Pulickel Madhavapanicker Ajayan was born in 1962 in India, in a small town in the southern state of Kerala. He attended primary school there and then went to the state capital, to a high school that aroused his enthusiasm for learning, his curiosity, and his interest in science.
In 1985, Ajayan graduated in Metallurgical Engineering at Banaras Hindu University (BHU), located in northeastern India and then went on to do a PhD in Materials Science and Engineering at Northwestern University (USA). At that moment, he began to penetrate nanotechnology. In 1989, he defended his PhD thesis about very small gold particles that, some years later, would begin to be called “nanoparticles”.
In 1990, he moved to Japan to pursue a postdoctoral stage at the Fundamental Research Laboratory of the NEC Corporation, where he remained until 1993 in the group that was responsible for a series of seminal studies on carbon nanotubes – including the “discovery” of these nanomaterials, attributed to Sumio Iijima in 1991. During his postdoc, Ajayan obtained important results on the synthesis of nanotubes in large scale and on the filling of nanotubes with other materials.
From Japan, he went to France where he worked as a researcher at the Solid Physics Laboratory of the Université Paris-Sud for two years.
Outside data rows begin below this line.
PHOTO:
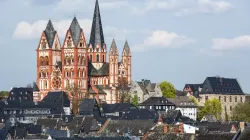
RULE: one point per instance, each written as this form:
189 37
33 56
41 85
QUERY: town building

Then he went to Germany, where he worked for a year and a half at the Max-Planck-Institut für Metallforschung. In 1997, he moved to the United States to become an assistant professor at the Rensselaer Polytechnic Institute (RPI), the nation’s oldest university of technological research, located in the state of New York. At RPI, he was the Henri Burlage chair Professor in Engineering and worked in the nanotechnology research group.
In 2007, he left RPI and joined the faculty of the Department of Mechanical Engineering and Materials Science at Rice University to be the Benjamin M. and Mary Greenwood Anderson professor of Engineering. In 2014, he also held the founding chair of the Department of Materials Science and NanoEngineering.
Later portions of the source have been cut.